The company has never been in compliance with the Clean Air Act, though it has been punished with little more than a slap on the wrist, paying $649,417 over the past five years for Clean Air violations.

Christina Simeone, a senior fellow at the Kleinman Center for Energy Policy at the University of Pennsylvania, wrote a paper last September that pointed out, “The soil and groundwater at the site are heavily contaminated” with gasoline, benzene, lead, and other toxic materials. She said that some contaminants have probably made their way far from the refinery and could even impact a drinking water aquifer in New Jersey.
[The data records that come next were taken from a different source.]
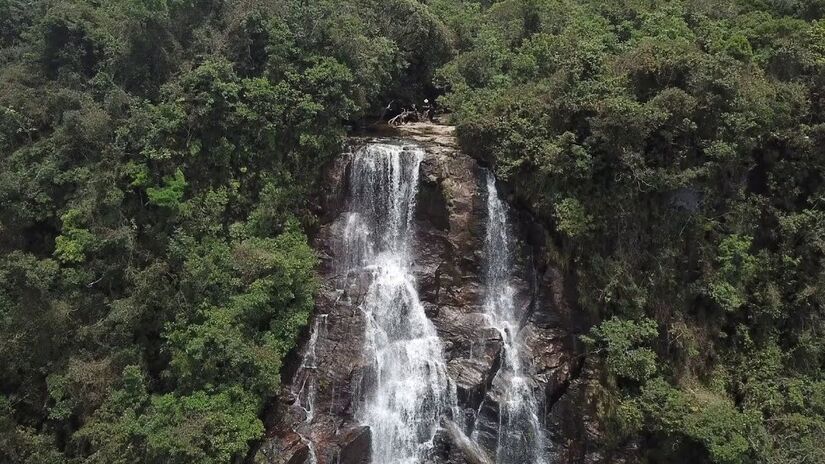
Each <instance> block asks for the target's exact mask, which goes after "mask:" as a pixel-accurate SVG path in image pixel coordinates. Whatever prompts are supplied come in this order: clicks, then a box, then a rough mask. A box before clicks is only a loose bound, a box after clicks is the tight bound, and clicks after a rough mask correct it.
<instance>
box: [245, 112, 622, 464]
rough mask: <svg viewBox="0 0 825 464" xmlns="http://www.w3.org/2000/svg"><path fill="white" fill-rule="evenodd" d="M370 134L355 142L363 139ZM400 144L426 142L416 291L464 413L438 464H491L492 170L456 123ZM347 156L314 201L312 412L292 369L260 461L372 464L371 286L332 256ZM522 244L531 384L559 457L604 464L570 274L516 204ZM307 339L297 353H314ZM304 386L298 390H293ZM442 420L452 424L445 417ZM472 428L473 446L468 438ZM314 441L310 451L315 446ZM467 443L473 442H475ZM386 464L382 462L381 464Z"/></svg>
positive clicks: (521, 262)
mask: <svg viewBox="0 0 825 464" xmlns="http://www.w3.org/2000/svg"><path fill="white" fill-rule="evenodd" d="M368 140H369V139H353V140H352V141H351V142H350V144H351V146H352V147H353V148H354V147H357V146H358V144H360V143H366V142H367V141H368ZM395 140H396V141H397V142H396V143H402V144H403V143H410V141H415V143H417V144H419V145H421V146H423V147H424V148H425V150H426V156H425V158H424V160H423V161H422V163H421V165H420V172H419V179H420V185H419V192H418V197H417V199H416V210H415V216H414V219H415V231H416V236H415V241H414V246H413V250H414V251H413V253H414V267H413V272H414V274H415V277H416V281H417V286H418V290H419V294H420V298H421V300H422V302H423V304H424V307H425V311H426V313H427V316H428V318H429V319H430V320H431V321H432V322H433V324H434V325H435V327H436V330H437V331H438V334H439V336H440V338H441V340H442V343H443V346H444V353H445V358H446V361H447V370H448V374H449V376H450V378H451V380H452V381H453V382H454V383H455V385H456V390H457V395H458V400H459V405H460V408H461V412H460V413H458V417H452V418H449V419H451V420H452V421H454V422H450V424H452V425H449V426H447V425H445V426H444V427H443V430H441V431H439V433H438V434H437V436H436V438H435V439H434V455H433V462H438V463H452V464H460V463H473V464H492V463H493V462H494V457H495V444H496V440H497V436H496V434H497V429H498V424H499V415H498V401H499V398H500V397H501V393H502V392H501V391H499V388H501V387H500V386H499V385H496V382H494V379H495V377H496V372H497V371H498V369H499V366H500V364H501V356H502V340H501V336H500V334H499V333H498V332H497V331H496V330H495V329H491V328H490V327H489V324H488V323H487V320H486V319H485V317H484V312H483V308H482V304H483V298H484V288H483V275H482V272H483V271H482V269H483V260H484V256H483V249H484V246H483V242H484V234H485V220H486V209H485V208H486V207H485V195H486V191H485V188H486V187H485V181H484V179H485V174H484V172H485V171H484V169H483V167H481V166H480V165H479V164H478V162H477V161H476V160H474V159H473V158H471V157H469V156H467V155H464V154H462V153H460V152H458V150H457V149H456V145H455V140H454V137H453V135H452V129H451V128H449V127H446V126H427V125H423V124H417V125H411V126H410V127H405V128H403V129H402V131H401V132H400V133H399V134H397V138H396V139H395ZM350 160H351V157H350V156H349V155H347V154H344V155H342V156H341V157H339V158H338V159H337V160H336V161H335V162H333V163H331V165H330V166H329V168H328V172H327V175H326V179H325V181H324V183H323V185H324V188H323V191H322V193H321V195H320V196H319V200H318V202H319V203H320V204H319V207H320V208H321V211H320V214H319V217H320V218H321V222H322V224H321V226H320V227H319V229H318V233H317V234H316V236H315V238H314V246H315V248H316V250H317V251H318V255H319V257H320V258H321V264H320V266H319V274H320V278H321V281H322V287H321V290H320V292H319V294H318V297H317V302H316V309H315V314H314V316H313V321H312V322H311V324H312V327H313V330H319V331H321V332H319V336H318V337H317V341H316V342H315V345H314V348H313V349H314V354H313V355H314V363H313V365H312V366H309V369H307V368H306V367H307V366H304V371H307V370H311V373H312V376H313V377H312V378H313V379H314V380H315V381H314V384H315V390H314V392H313V394H314V397H313V406H314V407H313V410H312V411H307V410H306V405H305V404H304V403H305V402H306V401H305V400H302V395H303V396H307V393H306V391H305V390H306V389H304V391H303V392H302V386H301V385H299V383H300V382H304V381H305V378H304V377H305V375H303V376H302V375H301V374H300V373H298V374H296V372H295V370H296V369H293V370H292V371H291V372H287V373H285V376H284V377H285V379H284V390H283V394H282V395H281V397H280V400H279V401H278V404H277V405H276V414H275V416H276V417H279V421H278V422H277V423H275V424H271V425H270V430H269V432H268V438H267V439H266V440H265V442H264V443H263V444H262V445H261V448H260V450H259V452H258V453H257V455H256V456H255V459H254V460H255V462H259V463H268V464H269V463H271V464H287V463H288V464H299V463H309V462H311V461H312V459H313V458H312V457H311V455H313V456H314V459H315V461H316V462H317V463H318V464H333V463H339V462H340V463H342V464H367V463H369V462H370V456H369V451H370V440H371V437H370V431H369V428H368V427H364V426H363V425H362V424H361V423H360V422H359V417H358V407H359V399H360V398H361V396H362V392H361V388H362V387H361V385H362V384H363V383H364V379H363V377H364V376H365V375H367V374H366V372H367V366H365V361H364V359H363V356H362V348H363V344H364V330H365V326H364V320H363V313H362V312H361V310H360V309H359V302H360V301H362V300H363V297H364V294H365V292H366V290H367V288H368V285H369V280H368V277H367V276H364V277H363V279H361V280H359V279H358V278H355V279H350V280H348V285H347V286H346V288H344V289H343V290H341V289H340V288H339V289H338V290H336V287H340V283H341V282H342V276H341V275H340V266H339V265H338V264H337V262H336V257H338V256H340V254H341V251H340V250H341V248H340V247H341V246H342V240H341V237H342V234H343V227H344V225H345V223H344V221H345V218H344V217H343V215H342V212H343V211H344V209H345V208H346V194H347V191H348V188H349V186H348V185H347V179H348V176H347V169H348V166H349V161H350ZM512 222H513V223H514V228H515V230H514V231H513V232H514V234H515V239H514V241H515V243H516V245H517V253H516V255H517V256H516V263H515V269H514V270H513V272H514V275H515V276H516V277H515V279H514V281H515V287H516V293H515V298H516V305H517V306H516V307H517V308H519V311H520V317H521V321H522V327H521V329H520V336H521V337H523V340H524V345H525V347H526V349H527V351H528V352H527V357H528V358H529V359H530V360H531V362H532V372H533V373H534V374H533V376H532V381H533V382H534V388H535V389H536V391H538V392H544V395H543V398H544V399H545V401H544V403H545V404H543V405H542V407H543V409H544V411H542V412H541V416H542V418H543V419H544V421H545V424H546V428H547V429H548V432H549V433H548V438H549V441H550V443H549V444H548V446H550V447H551V449H552V451H551V456H552V457H554V461H553V462H564V463H566V462H606V461H604V460H601V461H600V460H599V459H598V456H594V455H592V454H589V452H588V447H587V446H586V445H583V444H584V443H585V442H587V441H588V440H595V439H596V437H595V436H594V434H595V433H596V432H595V431H594V432H593V433H590V432H588V420H587V419H588V418H587V415H586V414H584V415H583V414H580V413H579V411H578V408H579V407H580V404H581V402H583V401H586V400H587V398H586V395H584V394H583V393H582V391H584V390H585V388H584V386H583V385H582V384H581V383H580V382H579V381H578V380H577V379H576V377H577V376H578V374H579V372H580V371H581V369H580V366H578V365H577V363H578V364H580V363H579V361H578V359H579V357H578V356H577V350H578V347H577V346H576V342H575V340H576V336H577V333H578V332H579V331H580V327H579V326H580V325H581V321H578V320H577V317H576V315H575V312H574V310H573V309H572V308H573V304H572V303H571V302H572V301H573V299H572V298H571V296H570V295H569V292H567V291H566V288H567V287H568V285H566V283H565V281H564V279H565V277H564V274H563V273H562V272H561V271H559V270H558V269H556V268H555V267H554V266H553V265H552V263H549V262H548V260H547V258H546V256H548V253H547V250H546V249H545V244H544V241H545V240H546V236H547V234H546V233H545V232H544V231H543V229H542V228H541V226H540V225H538V224H536V223H534V222H532V221H530V218H529V217H528V216H526V215H523V214H520V213H519V212H518V211H515V210H514V214H513V218H512ZM308 342H309V335H307V336H306V337H304V340H303V343H302V344H301V346H300V347H299V350H300V351H299V352H300V353H302V354H304V356H305V355H306V350H307V345H308ZM296 392H302V393H296ZM445 424H447V423H446V422H445ZM473 432H475V437H474V438H475V442H473V441H469V439H467V436H469V435H472V434H473ZM310 442H311V443H313V448H314V449H313V450H310V447H309V445H308V444H309V443H310ZM468 442H469V444H468ZM376 464H383V463H376Z"/></svg>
The plant has been cited for releasing chemicals into the ground and sewers, and draining polluted water from a holding pond into the Schuylkill River. But again, fines have been minimal. The former owner, Sunoco, has been working on remediation of the site since 2003, monitored by the state, though many believe that the effort is completely inadequate. In 2011, the Environmental Protection Agency ordered a vast clean-up of the refinery complex after nearby residents complained of a petroleum smell in their houses. The remediation process took six years to “complete,” although the area is still highly polluted.

The refinery sits in a floodplain, and the site is quite likely to be inundated in future decades as sea level continues to rise under climate change. Unfortunately, remediating and restoring the land will potentially take many years, and the fear is that the public will be saddled into paying for it while the big oil barons who are responsible for the mess grab their profits and make a getaway.

The oil industry has been heavily subsidized while it despoils the land and sea, ravages our health, and threatens the stability of the planet with climate change. Now is the time, as we face an unprecedented climate emergency, to demand that the entire fossil fuel industry be nationalized under the control of the workers and oppressed communities so that it can be converted to sustainable energy sources.